Chile’s Atacama Desert is one of the driest places on the planet; some parts haven’t seen rainfall for centuries. But the region is often shrouded in a dense fog locally called camanchaca, from which local flora harvest what little water they need to survive. Here, as in other places around the world, researchers have been testing nets that collect water from the fog in order to stop desertification and bring water to residents—and one tiny brewery has been reaping the benefits.
Since a particularly bad drought in the 1950s, now-retired physics professor Carlos Espinosa Arancibia has been testing nets that could help capture water in Chile’s driest regions, the BBC reports. This current iteration of the net has openings less than one millimeter across around which water droplets condense out of the fog. The drops accumulate and grow until they drip into a pipe at the base of the net, from which it flows into a container, so clean that it’s immediately ready for human use.

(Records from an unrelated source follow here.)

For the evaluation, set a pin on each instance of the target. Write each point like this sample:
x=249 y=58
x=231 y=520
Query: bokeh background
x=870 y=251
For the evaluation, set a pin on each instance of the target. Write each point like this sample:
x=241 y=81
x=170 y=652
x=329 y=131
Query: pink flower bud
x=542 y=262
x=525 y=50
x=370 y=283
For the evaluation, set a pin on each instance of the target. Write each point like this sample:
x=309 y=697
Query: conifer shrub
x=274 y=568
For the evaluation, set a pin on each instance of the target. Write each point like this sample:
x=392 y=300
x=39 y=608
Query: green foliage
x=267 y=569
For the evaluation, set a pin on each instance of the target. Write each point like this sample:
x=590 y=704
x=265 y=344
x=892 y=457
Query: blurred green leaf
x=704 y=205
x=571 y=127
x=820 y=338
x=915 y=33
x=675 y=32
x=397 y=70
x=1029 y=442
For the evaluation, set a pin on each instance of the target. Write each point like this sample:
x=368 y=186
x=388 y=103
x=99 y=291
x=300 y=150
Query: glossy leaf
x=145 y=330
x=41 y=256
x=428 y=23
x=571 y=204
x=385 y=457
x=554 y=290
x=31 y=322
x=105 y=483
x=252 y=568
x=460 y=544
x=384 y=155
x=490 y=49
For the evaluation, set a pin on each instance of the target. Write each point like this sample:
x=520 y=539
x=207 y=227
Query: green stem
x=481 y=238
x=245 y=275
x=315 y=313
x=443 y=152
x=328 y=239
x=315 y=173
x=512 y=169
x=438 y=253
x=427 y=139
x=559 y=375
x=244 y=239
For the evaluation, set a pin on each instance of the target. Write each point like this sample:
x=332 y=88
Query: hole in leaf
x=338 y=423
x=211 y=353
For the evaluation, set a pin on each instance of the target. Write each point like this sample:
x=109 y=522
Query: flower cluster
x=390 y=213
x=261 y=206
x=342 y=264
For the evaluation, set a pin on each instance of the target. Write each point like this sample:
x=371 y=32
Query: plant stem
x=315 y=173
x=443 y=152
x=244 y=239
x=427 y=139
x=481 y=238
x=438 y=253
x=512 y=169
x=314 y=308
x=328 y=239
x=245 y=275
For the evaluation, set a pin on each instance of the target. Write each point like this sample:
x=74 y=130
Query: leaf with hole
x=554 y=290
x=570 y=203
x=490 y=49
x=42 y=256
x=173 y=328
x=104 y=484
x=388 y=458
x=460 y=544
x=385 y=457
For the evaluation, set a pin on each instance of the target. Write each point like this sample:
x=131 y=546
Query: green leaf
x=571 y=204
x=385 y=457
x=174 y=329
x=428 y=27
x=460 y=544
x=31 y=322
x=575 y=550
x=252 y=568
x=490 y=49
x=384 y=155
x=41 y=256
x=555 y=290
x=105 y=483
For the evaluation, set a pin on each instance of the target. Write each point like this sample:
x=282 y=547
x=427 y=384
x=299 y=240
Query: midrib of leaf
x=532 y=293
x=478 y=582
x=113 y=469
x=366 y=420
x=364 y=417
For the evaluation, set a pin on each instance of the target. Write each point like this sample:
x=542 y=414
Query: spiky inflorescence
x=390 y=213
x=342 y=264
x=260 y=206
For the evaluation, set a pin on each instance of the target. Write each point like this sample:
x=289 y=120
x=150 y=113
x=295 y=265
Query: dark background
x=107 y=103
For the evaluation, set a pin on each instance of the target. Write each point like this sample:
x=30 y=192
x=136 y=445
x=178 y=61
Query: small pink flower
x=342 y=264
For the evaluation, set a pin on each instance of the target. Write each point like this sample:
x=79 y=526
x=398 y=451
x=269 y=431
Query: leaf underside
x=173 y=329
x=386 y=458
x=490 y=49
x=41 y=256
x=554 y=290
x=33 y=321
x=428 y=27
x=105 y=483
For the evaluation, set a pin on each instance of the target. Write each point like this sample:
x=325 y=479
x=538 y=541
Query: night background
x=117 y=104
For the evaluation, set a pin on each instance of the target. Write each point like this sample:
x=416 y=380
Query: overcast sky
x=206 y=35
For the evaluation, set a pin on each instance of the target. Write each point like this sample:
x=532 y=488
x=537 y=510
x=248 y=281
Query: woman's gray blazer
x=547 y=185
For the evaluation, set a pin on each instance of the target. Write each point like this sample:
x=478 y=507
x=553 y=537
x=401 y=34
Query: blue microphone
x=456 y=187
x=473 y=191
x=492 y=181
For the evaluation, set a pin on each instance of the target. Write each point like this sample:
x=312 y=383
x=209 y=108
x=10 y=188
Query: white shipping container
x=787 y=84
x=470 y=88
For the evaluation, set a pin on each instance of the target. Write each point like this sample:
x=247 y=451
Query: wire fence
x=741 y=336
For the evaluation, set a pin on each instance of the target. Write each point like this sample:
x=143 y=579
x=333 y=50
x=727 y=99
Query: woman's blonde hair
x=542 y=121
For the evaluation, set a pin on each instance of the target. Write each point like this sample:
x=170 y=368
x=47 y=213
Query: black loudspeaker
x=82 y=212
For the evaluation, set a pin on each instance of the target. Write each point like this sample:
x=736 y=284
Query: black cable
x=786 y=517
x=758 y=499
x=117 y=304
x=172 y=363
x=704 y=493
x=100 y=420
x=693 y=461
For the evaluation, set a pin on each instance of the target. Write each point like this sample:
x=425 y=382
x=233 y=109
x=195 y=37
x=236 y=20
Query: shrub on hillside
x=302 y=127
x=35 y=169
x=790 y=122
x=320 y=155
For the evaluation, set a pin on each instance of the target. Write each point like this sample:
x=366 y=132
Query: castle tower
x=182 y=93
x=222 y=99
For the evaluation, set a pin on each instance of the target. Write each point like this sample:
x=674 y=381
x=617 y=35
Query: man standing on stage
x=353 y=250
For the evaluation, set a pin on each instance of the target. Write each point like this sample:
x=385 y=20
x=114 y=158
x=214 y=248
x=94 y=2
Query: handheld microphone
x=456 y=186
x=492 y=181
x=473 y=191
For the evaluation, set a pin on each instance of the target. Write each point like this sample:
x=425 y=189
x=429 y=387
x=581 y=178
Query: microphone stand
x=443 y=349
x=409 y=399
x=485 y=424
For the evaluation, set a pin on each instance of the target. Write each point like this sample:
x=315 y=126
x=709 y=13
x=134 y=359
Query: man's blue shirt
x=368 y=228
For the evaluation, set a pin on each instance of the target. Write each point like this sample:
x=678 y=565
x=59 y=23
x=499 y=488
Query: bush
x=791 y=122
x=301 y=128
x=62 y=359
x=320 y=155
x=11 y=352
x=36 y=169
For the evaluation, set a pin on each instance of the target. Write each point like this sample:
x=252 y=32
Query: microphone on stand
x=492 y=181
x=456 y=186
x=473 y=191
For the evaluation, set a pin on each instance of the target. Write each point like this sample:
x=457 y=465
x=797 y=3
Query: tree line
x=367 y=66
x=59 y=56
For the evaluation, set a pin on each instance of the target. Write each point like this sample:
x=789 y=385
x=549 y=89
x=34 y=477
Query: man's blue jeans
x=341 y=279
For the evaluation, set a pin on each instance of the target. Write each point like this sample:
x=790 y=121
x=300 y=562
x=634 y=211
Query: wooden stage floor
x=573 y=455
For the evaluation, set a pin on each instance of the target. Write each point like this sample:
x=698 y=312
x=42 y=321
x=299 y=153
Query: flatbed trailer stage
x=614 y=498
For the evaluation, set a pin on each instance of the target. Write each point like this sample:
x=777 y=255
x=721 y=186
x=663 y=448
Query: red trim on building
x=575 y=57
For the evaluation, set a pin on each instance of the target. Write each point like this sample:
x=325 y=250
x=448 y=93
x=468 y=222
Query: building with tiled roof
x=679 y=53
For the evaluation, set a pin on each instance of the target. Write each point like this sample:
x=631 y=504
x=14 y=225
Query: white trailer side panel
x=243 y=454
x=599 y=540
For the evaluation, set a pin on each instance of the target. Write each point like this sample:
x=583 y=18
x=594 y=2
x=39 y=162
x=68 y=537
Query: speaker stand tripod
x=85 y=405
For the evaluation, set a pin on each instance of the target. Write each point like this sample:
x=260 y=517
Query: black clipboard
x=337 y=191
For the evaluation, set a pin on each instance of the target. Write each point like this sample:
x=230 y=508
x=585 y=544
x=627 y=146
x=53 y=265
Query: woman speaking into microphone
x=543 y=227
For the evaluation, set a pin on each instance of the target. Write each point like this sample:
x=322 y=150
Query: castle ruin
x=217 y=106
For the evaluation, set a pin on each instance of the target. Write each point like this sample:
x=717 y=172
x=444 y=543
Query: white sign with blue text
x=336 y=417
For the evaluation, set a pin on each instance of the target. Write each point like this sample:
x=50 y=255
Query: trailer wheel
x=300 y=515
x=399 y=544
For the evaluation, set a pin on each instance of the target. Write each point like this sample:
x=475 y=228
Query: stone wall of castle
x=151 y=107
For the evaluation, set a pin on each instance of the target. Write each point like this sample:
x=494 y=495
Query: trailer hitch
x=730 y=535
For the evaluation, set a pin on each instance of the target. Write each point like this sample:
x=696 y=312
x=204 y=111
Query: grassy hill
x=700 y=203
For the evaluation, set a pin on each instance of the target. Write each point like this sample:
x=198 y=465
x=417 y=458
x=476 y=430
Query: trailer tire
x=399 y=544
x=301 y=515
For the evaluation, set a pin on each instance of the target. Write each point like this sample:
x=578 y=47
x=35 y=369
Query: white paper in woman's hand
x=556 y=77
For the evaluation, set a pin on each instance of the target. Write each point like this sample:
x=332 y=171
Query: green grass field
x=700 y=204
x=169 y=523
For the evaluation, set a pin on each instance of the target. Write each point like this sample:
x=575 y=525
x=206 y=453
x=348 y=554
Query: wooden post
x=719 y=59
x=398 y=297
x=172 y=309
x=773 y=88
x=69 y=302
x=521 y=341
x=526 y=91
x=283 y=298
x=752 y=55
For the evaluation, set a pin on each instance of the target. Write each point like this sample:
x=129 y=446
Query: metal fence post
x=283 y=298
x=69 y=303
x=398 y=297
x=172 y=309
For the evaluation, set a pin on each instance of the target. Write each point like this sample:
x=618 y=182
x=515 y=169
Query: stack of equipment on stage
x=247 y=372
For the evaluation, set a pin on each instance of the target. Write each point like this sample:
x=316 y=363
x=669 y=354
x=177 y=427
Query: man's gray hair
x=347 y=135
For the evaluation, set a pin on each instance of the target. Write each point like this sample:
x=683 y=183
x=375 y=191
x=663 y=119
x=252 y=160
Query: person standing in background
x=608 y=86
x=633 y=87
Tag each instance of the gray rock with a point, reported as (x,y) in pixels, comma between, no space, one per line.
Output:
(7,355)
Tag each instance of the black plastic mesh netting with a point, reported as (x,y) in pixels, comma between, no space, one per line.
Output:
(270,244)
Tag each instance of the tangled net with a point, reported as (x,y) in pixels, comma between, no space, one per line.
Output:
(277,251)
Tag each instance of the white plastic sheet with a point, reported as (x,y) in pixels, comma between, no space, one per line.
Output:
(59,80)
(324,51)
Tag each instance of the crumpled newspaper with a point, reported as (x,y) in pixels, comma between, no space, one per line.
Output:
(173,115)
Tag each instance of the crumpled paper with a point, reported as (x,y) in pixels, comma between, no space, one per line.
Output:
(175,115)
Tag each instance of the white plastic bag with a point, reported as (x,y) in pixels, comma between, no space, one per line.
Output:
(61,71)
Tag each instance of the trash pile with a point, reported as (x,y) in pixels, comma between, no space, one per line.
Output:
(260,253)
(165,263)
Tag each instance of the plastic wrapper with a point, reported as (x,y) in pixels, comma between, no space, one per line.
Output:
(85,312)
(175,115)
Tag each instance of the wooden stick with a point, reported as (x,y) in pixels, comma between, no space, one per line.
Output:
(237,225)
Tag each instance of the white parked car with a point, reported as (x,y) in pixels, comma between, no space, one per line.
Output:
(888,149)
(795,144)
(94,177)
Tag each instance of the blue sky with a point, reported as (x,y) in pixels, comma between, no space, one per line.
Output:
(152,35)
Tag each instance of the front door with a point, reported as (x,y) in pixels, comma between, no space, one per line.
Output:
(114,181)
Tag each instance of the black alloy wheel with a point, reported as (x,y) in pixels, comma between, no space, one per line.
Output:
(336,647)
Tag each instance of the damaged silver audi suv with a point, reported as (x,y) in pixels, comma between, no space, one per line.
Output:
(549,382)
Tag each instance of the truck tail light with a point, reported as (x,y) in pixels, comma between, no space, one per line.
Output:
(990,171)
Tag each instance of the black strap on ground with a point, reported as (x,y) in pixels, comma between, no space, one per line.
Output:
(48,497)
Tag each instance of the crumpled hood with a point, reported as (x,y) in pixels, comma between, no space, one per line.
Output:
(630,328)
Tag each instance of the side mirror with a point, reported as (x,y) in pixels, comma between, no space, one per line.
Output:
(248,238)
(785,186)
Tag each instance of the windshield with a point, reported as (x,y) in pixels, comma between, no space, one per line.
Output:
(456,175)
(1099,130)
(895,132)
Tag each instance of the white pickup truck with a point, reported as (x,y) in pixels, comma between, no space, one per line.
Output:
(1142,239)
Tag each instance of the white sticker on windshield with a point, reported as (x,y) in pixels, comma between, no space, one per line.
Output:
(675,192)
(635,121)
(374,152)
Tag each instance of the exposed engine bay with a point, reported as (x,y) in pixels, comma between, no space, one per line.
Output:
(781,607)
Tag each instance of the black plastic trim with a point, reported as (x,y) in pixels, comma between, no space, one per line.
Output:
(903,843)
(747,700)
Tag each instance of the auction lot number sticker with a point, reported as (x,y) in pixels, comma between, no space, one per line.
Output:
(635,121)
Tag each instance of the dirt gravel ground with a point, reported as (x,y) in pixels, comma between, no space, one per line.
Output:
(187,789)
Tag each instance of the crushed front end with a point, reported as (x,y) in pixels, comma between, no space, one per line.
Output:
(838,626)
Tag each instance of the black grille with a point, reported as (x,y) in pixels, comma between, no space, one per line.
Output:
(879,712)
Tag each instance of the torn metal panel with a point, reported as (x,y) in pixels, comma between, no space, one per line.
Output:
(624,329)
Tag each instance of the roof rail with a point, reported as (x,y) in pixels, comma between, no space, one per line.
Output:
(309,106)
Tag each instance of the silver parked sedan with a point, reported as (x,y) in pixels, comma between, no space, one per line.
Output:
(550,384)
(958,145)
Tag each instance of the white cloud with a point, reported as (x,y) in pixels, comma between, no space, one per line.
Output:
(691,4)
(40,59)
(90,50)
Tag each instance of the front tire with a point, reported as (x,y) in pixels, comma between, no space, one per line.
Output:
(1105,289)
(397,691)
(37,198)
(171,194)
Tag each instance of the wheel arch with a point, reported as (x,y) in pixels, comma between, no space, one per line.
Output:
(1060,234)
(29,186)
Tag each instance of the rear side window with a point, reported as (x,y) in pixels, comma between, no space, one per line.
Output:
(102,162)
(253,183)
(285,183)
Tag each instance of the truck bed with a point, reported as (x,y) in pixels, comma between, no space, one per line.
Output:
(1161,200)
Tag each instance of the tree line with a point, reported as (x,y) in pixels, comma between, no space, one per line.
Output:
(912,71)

One of Espinosa’s test centers is near the town of Pena Blanca, home of the Atrapaneblina (fog catcher) brewery. The beer–a golden-amber Scottish ale with brown foam–is made only with the water collected from the fog nets. The brewery produces a meager 6,300 gallons of beer per year, but its owner says the water gives the beer a unique taste and quality.
But the brewers at Atrapaneblina aren’t the only ones that have been reaping the benefits of more water. By placing the nets at key points where the desert was expanding, Espinosa claims he has been able to slow the process of desertification, replenishing the native plants in about a half a square mile of land.
The netting is inexpensive–430 square feet of the stuff would cost $1,000 to $1,500–and has minimal effect on the local ecosystem. Espinosa plans to bring fog water to local families in the near future.
To see more photos of the Atrapaneblina brewery and surrounding region, check out the BBC story.
Correction (5/19/2015, 9:50 a.m. ET): The original story misstated the cost of the netting as $1,000-$1,500 for 40 square miles. It should be the same price per 430 square feet (40 square meters) and has been corrected. Our bad!